To get around the Chinese tariffs and sell vehicles to the 1.3 billion Chinese consumers, automakers invested billions in China, set up manufacturing facilities in joint ventures with the China Communist Party (or its proxies) and complied with demands for technology transfers (itself a large and enduring tax)
China-made components are in every vehicle sold in the US, yet only two models that are assembled in China are sold in the US. Those components are a target for tariffs.
GM makes and sells more vehicles in China than it does in the US.
Mexico and Canada
The NAFTA countries are fused within supply chains. GM announced in early June, 2018, that it would build its new Blazer in Mexico, where it already employs 15,000 workers.
In terms of auto exports from the US, the challenges are different with each trade partner.
While as tariffs on vehicles imported from Germany, Japan, and South Korea would mostly be a benefit for US. automakers, tariffs on imports from Mexico and Canada would be a bigly problem for US automakers.

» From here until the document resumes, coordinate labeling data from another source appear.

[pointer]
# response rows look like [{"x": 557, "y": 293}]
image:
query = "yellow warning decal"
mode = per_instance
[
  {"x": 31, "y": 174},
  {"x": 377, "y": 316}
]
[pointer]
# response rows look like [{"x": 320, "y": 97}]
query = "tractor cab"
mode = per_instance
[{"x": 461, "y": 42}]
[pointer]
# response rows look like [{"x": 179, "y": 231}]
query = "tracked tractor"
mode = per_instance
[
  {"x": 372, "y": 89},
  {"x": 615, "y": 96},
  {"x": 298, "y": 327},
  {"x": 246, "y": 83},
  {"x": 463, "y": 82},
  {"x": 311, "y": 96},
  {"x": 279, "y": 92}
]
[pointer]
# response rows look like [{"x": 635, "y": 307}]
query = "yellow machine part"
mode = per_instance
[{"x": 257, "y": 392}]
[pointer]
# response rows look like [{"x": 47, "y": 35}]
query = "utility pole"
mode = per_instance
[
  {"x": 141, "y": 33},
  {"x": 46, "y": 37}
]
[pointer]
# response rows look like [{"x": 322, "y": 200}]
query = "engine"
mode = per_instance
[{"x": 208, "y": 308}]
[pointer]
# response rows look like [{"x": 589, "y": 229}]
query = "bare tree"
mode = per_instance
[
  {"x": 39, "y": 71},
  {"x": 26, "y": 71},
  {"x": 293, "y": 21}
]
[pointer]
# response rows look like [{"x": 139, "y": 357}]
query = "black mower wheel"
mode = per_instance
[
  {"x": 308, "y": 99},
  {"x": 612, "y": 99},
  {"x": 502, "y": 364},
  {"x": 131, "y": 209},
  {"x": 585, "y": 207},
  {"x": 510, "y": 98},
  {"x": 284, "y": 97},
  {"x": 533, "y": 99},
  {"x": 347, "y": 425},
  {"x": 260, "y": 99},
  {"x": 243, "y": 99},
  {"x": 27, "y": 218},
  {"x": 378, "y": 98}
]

GM imports 30% of the vehicles in sells in the US. Most of those imports are made in Mexico and Canada, including a significant portion of its high-margin trucks and SUVs. (GM pays its 15,000 workers in Mexico less than $3 per hour on average)
Ford imports 20%of the vehicles it sells in the US, most of them from Mexico and Canada.
Both companies would need to absorb the costs of shifting some production from Mexico and Canada back to the US. This type of restructuring takes time and is expensive and in the US, their profit margins would be less.
No that you now all this you’re smart enough to put on a bow tie and go on CNN and CNBC and be the pundit.